In the 1980s, many major apparel companies began to sell off their internal manufacturing operations and source their products from specialized suppliers whereas many of VF’s major competitors no longer had any internal manufacturing and relied completely on outsourcing.
In the late 1990s, VF would subsequently acquire, had no internal manufacturing. VF’s existing manufacturing infrastructure was not well suited to these lifestyle brands because VF’s plants were largely focused on jeans and denim products and VF plants were located in Mexico and the Caribbean in order to optimize the logistic costs and tariffs to serve the US market. Which led to closing of many of VF’s internal manufacturing plants
By 2009, VF produced about 30% of its products in-house (in its 40 remaining plants), and sourced the rest from independent suppliers. VF produced about 60% of its jeans in-house. Imagewear, which was largely targeted at the US market, and which required very quick response times, also sourced the vast majority of its products internally. On the other hand, VF used outsourcing for 100% of its lifestyle apparel, footwear, and backpacks.
On the sourcing side, building up a reliable and high-quality supplier network required an enormous investment in time. Prospective suppliers needed to be visited and their manufacturing capabilities carefully assessed.

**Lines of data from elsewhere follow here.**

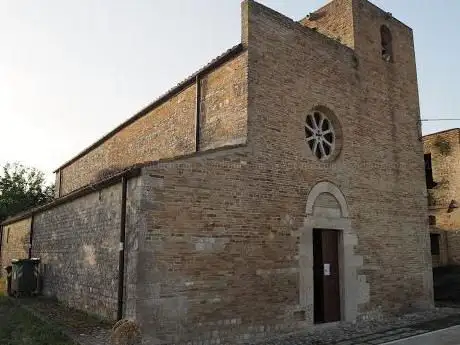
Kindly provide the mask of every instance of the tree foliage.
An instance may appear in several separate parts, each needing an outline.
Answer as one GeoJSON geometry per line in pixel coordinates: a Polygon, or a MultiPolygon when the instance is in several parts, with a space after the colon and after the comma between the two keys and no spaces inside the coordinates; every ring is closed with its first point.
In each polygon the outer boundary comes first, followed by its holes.
{"type": "Polygon", "coordinates": [[[0,221],[54,198],[54,186],[47,185],[43,172],[19,163],[0,169],[0,221]]]}

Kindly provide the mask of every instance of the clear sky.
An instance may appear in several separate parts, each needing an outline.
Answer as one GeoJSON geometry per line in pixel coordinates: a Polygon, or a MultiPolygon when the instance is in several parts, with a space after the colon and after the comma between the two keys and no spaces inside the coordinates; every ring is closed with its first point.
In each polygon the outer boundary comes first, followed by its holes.
{"type": "MultiPolygon", "coordinates": [[[[300,19],[326,0],[260,0],[300,19]]],[[[414,29],[424,134],[460,127],[459,0],[374,0],[414,29]]],[[[47,174],[240,42],[239,0],[0,0],[0,164],[47,174]]]]}

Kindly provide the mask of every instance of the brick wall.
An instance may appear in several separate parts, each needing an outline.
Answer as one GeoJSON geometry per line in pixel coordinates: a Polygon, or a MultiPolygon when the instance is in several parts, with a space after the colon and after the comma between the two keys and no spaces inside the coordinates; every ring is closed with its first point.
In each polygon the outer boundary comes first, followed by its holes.
{"type": "MultiPolygon", "coordinates": [[[[460,209],[449,210],[452,200],[460,202],[460,129],[433,133],[423,137],[424,153],[431,154],[433,181],[428,189],[429,213],[436,219],[433,232],[446,238],[448,260],[441,264],[460,264],[460,209]]],[[[443,247],[444,249],[444,247],[443,247]]]]}
{"type": "MultiPolygon", "coordinates": [[[[243,52],[202,77],[200,150],[246,140],[243,52]]],[[[64,167],[61,195],[126,166],[195,152],[194,84],[64,167]]]]}
{"type": "Polygon", "coordinates": [[[12,259],[29,257],[30,221],[28,218],[3,227],[0,275],[5,275],[3,267],[11,265],[12,259]]]}
{"type": "Polygon", "coordinates": [[[116,317],[120,209],[117,184],[35,215],[32,254],[46,296],[116,317]]]}
{"type": "Polygon", "coordinates": [[[353,48],[355,36],[352,4],[353,0],[331,1],[300,23],[353,48]]]}
{"type": "MultiPolygon", "coordinates": [[[[337,41],[254,5],[248,141],[264,166],[260,188],[277,194],[270,214],[293,219],[294,228],[313,185],[340,187],[359,238],[356,252],[364,256],[360,273],[370,284],[370,300],[359,310],[373,315],[432,303],[431,256],[412,33],[367,2],[353,10],[357,63],[337,41]],[[393,32],[392,64],[381,58],[381,23],[393,32]],[[320,105],[342,130],[341,153],[330,164],[312,157],[305,142],[306,114],[320,105]]],[[[258,213],[268,213],[266,203],[258,205],[258,213]]]]}

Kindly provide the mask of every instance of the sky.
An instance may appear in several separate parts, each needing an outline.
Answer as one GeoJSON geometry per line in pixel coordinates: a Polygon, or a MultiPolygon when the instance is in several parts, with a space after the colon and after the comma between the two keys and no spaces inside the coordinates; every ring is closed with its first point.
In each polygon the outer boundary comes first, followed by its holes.
{"type": "MultiPolygon", "coordinates": [[[[301,19],[327,0],[259,0],[301,19]]],[[[374,0],[414,30],[423,133],[460,127],[459,0],[374,0]]],[[[0,0],[0,164],[58,168],[240,42],[239,0],[0,0]]]]}

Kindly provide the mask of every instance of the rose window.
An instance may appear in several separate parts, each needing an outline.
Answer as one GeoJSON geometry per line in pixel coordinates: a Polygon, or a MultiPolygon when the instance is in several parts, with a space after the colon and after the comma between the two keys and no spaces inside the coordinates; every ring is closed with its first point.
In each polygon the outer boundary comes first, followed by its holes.
{"type": "Polygon", "coordinates": [[[334,127],[322,112],[314,110],[307,115],[305,136],[310,150],[318,159],[328,159],[334,153],[334,127]]]}

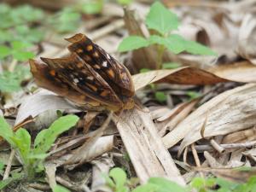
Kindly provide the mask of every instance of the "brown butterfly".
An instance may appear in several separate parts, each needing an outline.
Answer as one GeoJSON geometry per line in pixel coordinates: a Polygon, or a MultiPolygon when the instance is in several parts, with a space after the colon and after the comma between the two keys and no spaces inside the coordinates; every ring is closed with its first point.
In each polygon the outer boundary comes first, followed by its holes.
{"type": "Polygon", "coordinates": [[[67,38],[67,58],[30,60],[38,86],[96,110],[120,111],[134,107],[134,85],[128,69],[85,35],[67,38]]]}

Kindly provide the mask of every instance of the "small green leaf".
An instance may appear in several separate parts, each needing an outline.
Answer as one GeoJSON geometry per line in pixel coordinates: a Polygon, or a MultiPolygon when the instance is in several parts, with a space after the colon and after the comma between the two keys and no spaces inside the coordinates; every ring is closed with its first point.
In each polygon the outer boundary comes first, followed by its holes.
{"type": "Polygon", "coordinates": [[[195,177],[193,178],[193,180],[190,183],[190,185],[193,188],[195,188],[196,189],[200,189],[201,188],[203,188],[205,185],[205,179],[202,177],[195,177]]]}
{"type": "Polygon", "coordinates": [[[49,25],[58,32],[65,33],[75,31],[79,25],[81,15],[72,8],[65,8],[49,20],[49,25]]]}
{"type": "Polygon", "coordinates": [[[186,40],[185,50],[194,55],[213,55],[213,56],[217,55],[217,53],[215,53],[211,49],[195,41],[186,40]]]}
{"type": "Polygon", "coordinates": [[[27,49],[32,46],[32,44],[22,41],[13,41],[11,42],[11,45],[13,49],[16,50],[23,50],[24,49],[27,49]]]}
{"type": "Polygon", "coordinates": [[[117,0],[117,2],[121,5],[128,5],[132,3],[132,0],[117,0]]]}
{"type": "Polygon", "coordinates": [[[137,49],[148,46],[148,41],[140,36],[130,36],[123,39],[118,50],[120,52],[137,49]]]}
{"type": "Polygon", "coordinates": [[[167,62],[167,63],[163,64],[162,68],[163,69],[174,69],[174,68],[178,68],[180,67],[181,67],[181,65],[179,63],[167,62]]]}
{"type": "Polygon", "coordinates": [[[151,177],[148,179],[148,183],[155,184],[159,187],[157,191],[159,192],[186,192],[188,189],[182,187],[181,185],[167,180],[163,177],[151,177]]]}
{"type": "Polygon", "coordinates": [[[15,143],[20,154],[23,158],[27,158],[31,148],[31,137],[26,129],[19,129],[13,137],[13,141],[15,143]]]}
{"type": "Polygon", "coordinates": [[[4,57],[12,54],[12,49],[9,47],[0,45],[0,59],[3,59],[4,57]]]}
{"type": "Polygon", "coordinates": [[[4,168],[4,164],[2,161],[0,161],[0,172],[2,172],[3,168],[4,168]]]}
{"type": "MultiPolygon", "coordinates": [[[[162,43],[162,42],[160,42],[162,43]]],[[[163,41],[163,44],[170,51],[179,54],[186,49],[184,38],[179,35],[172,34],[163,41]]]]}
{"type": "Polygon", "coordinates": [[[102,0],[87,1],[82,5],[82,11],[84,14],[99,14],[103,8],[102,0]]]}
{"type": "Polygon", "coordinates": [[[33,154],[45,154],[57,137],[76,125],[79,118],[76,115],[67,115],[56,119],[49,128],[42,131],[35,139],[33,154]]]}
{"type": "Polygon", "coordinates": [[[7,179],[0,181],[0,190],[4,189],[6,186],[8,186],[12,182],[18,180],[22,177],[22,173],[16,173],[13,174],[11,177],[9,177],[7,179]]]}
{"type": "Polygon", "coordinates": [[[134,189],[131,192],[158,192],[159,186],[152,183],[140,185],[134,189]]]}
{"type": "Polygon", "coordinates": [[[190,97],[191,100],[201,96],[201,94],[196,91],[187,91],[187,95],[190,97]]]}
{"type": "Polygon", "coordinates": [[[167,99],[166,95],[162,91],[156,91],[154,93],[154,97],[157,101],[159,101],[160,102],[166,102],[167,99]]]}
{"type": "Polygon", "coordinates": [[[124,186],[127,179],[125,171],[119,167],[113,168],[109,172],[109,177],[113,177],[117,189],[124,186]]]}
{"type": "Polygon", "coordinates": [[[70,190],[68,190],[67,188],[56,184],[53,189],[53,192],[70,192],[70,190]]]}
{"type": "Polygon", "coordinates": [[[14,136],[13,130],[2,116],[0,116],[0,136],[3,137],[9,144],[15,147],[15,143],[11,139],[11,137],[14,136]]]}
{"type": "Polygon", "coordinates": [[[147,15],[146,24],[149,29],[156,30],[161,35],[165,35],[171,30],[177,29],[179,21],[175,14],[160,2],[155,2],[147,15]]]}
{"type": "Polygon", "coordinates": [[[112,178],[110,178],[108,175],[106,174],[102,174],[102,177],[104,177],[107,185],[108,185],[110,188],[114,189],[115,188],[115,184],[113,183],[113,181],[112,180],[112,178]]]}
{"type": "Polygon", "coordinates": [[[29,59],[32,59],[35,57],[35,54],[33,52],[29,51],[20,51],[20,50],[15,50],[13,51],[13,56],[15,59],[20,61],[25,61],[29,59]]]}

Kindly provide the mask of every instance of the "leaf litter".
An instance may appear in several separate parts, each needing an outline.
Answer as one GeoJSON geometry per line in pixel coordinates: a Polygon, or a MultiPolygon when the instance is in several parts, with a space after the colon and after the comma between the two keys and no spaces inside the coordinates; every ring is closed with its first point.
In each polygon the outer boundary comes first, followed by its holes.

VF had a strict policy of only doing business with suppliers who followed internationally established standards for worker safety and protection. It also took time to establish good working relationships with suppliers, and only experience could really tell which ones were reliable.
By 2009, VF had relationships with more than 1600 contractors and 30 distribution centers around the world. The top 20 suppliers accounted for about 45% of the outsourced volume procured by VF on an annual basis. To manage this, the company hired Chris Fraser in 2000. He focused upon the Asian markets and proved it by acquisition of many new lifestyle brands, the company’s sourcing volume in Asia alone increased 15 fold to reach a total value of $1.8 billion
Business Strategy
By 1983, jeans accounted for 75% of the company’s $1 billion in sales. In 1984, the company focused upon expanding the jeans product line and diversifying into new areas. It acquired Blue Bell, Jantzen and RedKap. Through quite a bit of its history, Vanity Fair sought after a vertically incorporated assembling technique in jeans, with huge numbers of its manufacturing plants situated in the United States.